MW Facilitators 'Fridays on Zoom' Meditations
Becoming who we really are and living that in the world can be the work of a lifetime for some people, especially if you have been brought up in an atmosphere where you were not validated and loved just for who you were.
Even though each one of us is born perfect and is naturally wired to receive and give love, if we don’t receive unconditional love, touch, attention and validation from parents or caregivers in childhood based on who we are, not what we do or how we behave, over time we can slowly lose touch with our true selves.
Unfortunately, this lack of intrinsic validation and love in childhood is the lived experience of many people, and if the lack of love and validation is extreme – as in the case of Romanian orphan children, children can actually develop into adults with reduced brain function who end up struggling in many areas of life.
Though many people associate child abuse with very clear and obvious things such as physical and sexual abuse, failing to meet a child’s emotional needs is also abuse. This might happen in a variety of ways, but one of the most pervasive is when adults actually use the child to meet their unmet needs for unconditional love from their own parents. So instead of loving and validating the child, they expect the child to love and validate them. The child then grows up and learns that in order to survive and get the basic crumbs of love and affection they need, they have to tune into the needs of others and do their best to meet those needs.
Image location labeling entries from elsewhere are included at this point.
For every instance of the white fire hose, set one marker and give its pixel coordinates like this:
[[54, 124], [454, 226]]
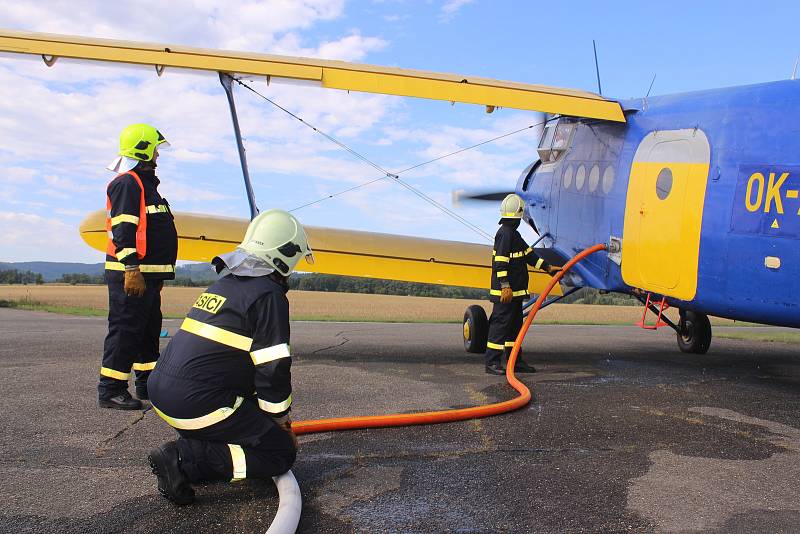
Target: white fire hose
[[289, 506]]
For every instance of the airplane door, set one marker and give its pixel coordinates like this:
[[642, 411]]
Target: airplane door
[[664, 212]]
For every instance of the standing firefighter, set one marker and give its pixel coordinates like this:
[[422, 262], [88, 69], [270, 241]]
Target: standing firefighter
[[141, 253], [511, 257], [224, 381]]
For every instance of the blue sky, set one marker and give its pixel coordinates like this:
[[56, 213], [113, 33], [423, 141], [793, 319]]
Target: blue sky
[[60, 124]]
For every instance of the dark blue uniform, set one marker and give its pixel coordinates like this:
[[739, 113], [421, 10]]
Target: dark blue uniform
[[223, 379], [511, 257], [134, 323]]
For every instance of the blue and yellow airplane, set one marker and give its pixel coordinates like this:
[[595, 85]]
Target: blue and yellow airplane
[[697, 195]]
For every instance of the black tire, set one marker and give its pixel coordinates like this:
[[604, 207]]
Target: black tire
[[695, 334], [476, 329]]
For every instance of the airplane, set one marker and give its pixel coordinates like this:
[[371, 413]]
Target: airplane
[[696, 195]]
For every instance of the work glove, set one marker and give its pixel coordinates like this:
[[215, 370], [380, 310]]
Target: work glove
[[506, 295], [134, 283], [285, 423]]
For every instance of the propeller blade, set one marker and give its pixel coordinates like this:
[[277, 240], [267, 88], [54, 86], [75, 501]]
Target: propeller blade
[[460, 195]]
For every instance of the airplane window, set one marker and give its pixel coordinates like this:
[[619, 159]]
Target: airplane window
[[569, 172], [608, 179], [664, 183], [547, 136], [594, 178], [580, 177], [562, 135], [529, 172]]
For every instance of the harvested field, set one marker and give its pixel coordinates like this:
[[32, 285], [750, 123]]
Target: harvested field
[[334, 306]]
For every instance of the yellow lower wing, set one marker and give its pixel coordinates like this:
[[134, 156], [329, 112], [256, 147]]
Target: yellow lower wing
[[343, 252]]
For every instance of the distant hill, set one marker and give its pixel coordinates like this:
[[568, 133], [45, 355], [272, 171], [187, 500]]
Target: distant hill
[[54, 270]]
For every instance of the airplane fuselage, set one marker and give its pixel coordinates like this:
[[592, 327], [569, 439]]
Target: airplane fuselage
[[703, 192]]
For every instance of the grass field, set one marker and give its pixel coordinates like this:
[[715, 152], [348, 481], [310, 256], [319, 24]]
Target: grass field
[[312, 305]]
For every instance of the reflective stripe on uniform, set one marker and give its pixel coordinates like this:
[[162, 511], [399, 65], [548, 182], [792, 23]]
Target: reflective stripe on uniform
[[111, 373], [125, 252], [215, 333], [268, 354], [196, 423], [133, 219], [117, 266], [275, 407], [160, 208], [239, 462], [519, 293]]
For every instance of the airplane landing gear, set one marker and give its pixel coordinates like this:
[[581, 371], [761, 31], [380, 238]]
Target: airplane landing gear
[[694, 334], [476, 329]]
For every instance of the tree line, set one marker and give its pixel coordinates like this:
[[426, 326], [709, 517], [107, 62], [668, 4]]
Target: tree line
[[339, 284], [15, 276]]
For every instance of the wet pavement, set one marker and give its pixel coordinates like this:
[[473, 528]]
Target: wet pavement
[[624, 434]]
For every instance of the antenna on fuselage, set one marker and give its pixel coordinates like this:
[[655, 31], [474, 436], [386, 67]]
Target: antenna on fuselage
[[597, 68], [651, 85]]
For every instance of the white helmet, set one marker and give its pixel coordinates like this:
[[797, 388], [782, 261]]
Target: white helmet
[[512, 207], [279, 239]]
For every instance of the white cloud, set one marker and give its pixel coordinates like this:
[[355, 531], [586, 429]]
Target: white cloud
[[28, 237], [451, 7], [350, 48]]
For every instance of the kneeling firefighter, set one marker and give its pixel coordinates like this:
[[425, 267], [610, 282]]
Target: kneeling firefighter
[[224, 381], [511, 257]]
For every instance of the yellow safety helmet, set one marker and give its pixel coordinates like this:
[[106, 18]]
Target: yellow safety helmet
[[139, 141], [279, 239], [512, 207]]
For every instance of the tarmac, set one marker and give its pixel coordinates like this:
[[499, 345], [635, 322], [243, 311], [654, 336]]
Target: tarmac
[[624, 434]]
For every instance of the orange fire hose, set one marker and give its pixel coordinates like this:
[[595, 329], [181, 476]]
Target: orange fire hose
[[447, 416]]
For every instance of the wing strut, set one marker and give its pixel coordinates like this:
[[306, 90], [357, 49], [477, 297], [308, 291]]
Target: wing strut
[[227, 82]]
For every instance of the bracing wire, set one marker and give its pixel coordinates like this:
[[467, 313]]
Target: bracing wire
[[386, 174]]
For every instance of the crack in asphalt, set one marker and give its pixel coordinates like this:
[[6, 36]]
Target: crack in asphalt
[[102, 446], [346, 340], [458, 453]]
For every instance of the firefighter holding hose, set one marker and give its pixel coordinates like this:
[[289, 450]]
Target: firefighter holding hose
[[511, 257], [141, 253], [224, 381]]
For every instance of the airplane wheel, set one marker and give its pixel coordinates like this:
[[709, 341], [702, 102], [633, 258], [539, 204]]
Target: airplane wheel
[[476, 329], [695, 335]]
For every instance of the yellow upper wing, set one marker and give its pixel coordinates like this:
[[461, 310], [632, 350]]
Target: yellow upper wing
[[329, 74], [343, 252]]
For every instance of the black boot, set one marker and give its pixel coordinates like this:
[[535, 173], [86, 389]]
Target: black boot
[[121, 401], [141, 392], [172, 483]]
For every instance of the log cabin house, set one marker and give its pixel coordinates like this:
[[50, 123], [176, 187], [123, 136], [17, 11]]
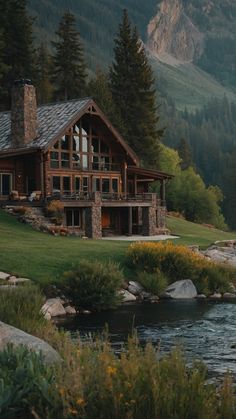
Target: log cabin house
[[71, 152]]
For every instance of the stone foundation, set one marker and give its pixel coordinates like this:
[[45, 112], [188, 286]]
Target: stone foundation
[[149, 221], [161, 218]]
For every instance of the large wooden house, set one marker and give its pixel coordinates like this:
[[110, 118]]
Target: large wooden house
[[69, 151]]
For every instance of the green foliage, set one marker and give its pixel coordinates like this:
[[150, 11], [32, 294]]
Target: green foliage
[[132, 85], [185, 154], [154, 282], [92, 285], [177, 263], [43, 67], [18, 52], [27, 386], [99, 88], [68, 66], [20, 307]]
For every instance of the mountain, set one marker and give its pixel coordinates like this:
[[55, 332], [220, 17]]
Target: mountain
[[191, 42]]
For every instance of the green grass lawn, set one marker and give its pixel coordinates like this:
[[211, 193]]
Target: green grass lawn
[[41, 256]]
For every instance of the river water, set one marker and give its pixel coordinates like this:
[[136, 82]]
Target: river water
[[206, 330]]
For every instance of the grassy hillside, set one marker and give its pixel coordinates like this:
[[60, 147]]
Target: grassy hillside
[[40, 256]]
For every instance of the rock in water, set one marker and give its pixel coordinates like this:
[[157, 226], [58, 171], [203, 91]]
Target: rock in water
[[16, 337], [184, 289], [135, 288], [54, 307], [126, 296]]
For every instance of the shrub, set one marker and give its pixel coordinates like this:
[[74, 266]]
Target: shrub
[[55, 210], [154, 282], [20, 307], [180, 262], [92, 285], [27, 386]]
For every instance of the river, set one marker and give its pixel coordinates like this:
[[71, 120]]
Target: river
[[206, 330]]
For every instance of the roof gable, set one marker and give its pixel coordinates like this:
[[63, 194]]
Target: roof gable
[[53, 120]]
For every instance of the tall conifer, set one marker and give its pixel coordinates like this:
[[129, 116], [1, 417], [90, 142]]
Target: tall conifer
[[19, 52], [69, 71], [43, 67], [132, 85]]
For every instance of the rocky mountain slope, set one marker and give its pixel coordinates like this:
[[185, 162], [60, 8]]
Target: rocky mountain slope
[[191, 42]]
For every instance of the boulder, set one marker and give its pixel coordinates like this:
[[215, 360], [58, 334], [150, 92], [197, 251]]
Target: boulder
[[13, 280], [184, 289], [16, 337], [215, 296], [201, 297], [135, 288], [54, 307], [70, 310], [229, 295], [126, 296], [4, 275]]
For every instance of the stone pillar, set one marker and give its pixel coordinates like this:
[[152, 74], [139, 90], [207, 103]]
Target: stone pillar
[[149, 221], [93, 222], [161, 217], [24, 125]]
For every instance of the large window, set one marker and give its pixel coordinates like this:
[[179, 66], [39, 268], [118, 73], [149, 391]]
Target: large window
[[82, 148], [5, 183]]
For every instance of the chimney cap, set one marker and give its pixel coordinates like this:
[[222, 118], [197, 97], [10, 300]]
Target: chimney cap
[[22, 82]]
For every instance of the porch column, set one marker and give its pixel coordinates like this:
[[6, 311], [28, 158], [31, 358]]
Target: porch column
[[93, 218], [130, 221], [163, 191], [149, 221]]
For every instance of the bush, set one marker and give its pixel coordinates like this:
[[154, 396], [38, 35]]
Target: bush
[[92, 285], [155, 282], [27, 386], [20, 307], [180, 262]]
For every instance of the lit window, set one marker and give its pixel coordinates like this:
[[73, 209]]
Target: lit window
[[65, 160], [54, 159]]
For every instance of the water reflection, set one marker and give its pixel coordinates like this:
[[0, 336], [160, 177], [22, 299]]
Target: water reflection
[[206, 330]]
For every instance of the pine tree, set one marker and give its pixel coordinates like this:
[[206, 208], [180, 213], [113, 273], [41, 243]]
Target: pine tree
[[68, 70], [99, 88], [19, 52], [3, 66], [185, 154], [132, 85], [43, 66]]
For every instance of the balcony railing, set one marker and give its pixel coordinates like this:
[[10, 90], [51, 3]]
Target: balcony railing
[[105, 197]]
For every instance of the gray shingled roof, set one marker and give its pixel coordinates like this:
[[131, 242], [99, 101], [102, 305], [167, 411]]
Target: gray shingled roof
[[52, 119]]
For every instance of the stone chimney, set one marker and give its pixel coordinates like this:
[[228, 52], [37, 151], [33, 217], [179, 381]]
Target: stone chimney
[[24, 125]]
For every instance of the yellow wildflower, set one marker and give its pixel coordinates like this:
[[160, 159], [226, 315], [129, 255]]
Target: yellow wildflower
[[111, 370], [80, 402]]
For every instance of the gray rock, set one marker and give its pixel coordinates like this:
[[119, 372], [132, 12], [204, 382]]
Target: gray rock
[[184, 289], [16, 337], [215, 296], [201, 297], [54, 307], [70, 310], [4, 275], [229, 295], [135, 288], [154, 299], [127, 296]]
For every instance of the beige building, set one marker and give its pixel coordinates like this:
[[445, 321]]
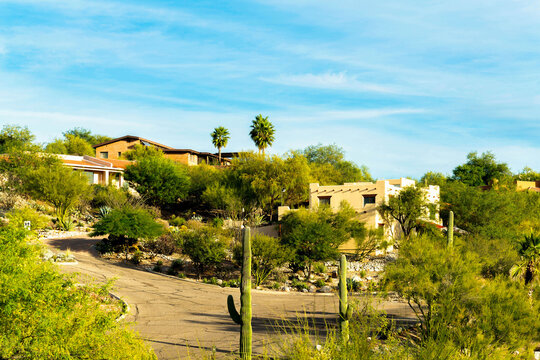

This might include becoming highly sensitive to the emotions of their parents and repressing their own self-expression so as not to trigger the unconscious reactivity of their parents and ‘get into trouble’.
The end result of this is that by the time the child is ready to leave such a home environment, their real self has become buried and repressed through the warping of their personality that has happened over the years as they have shrunk themselves so as not to trigger the anger or rage of their parents.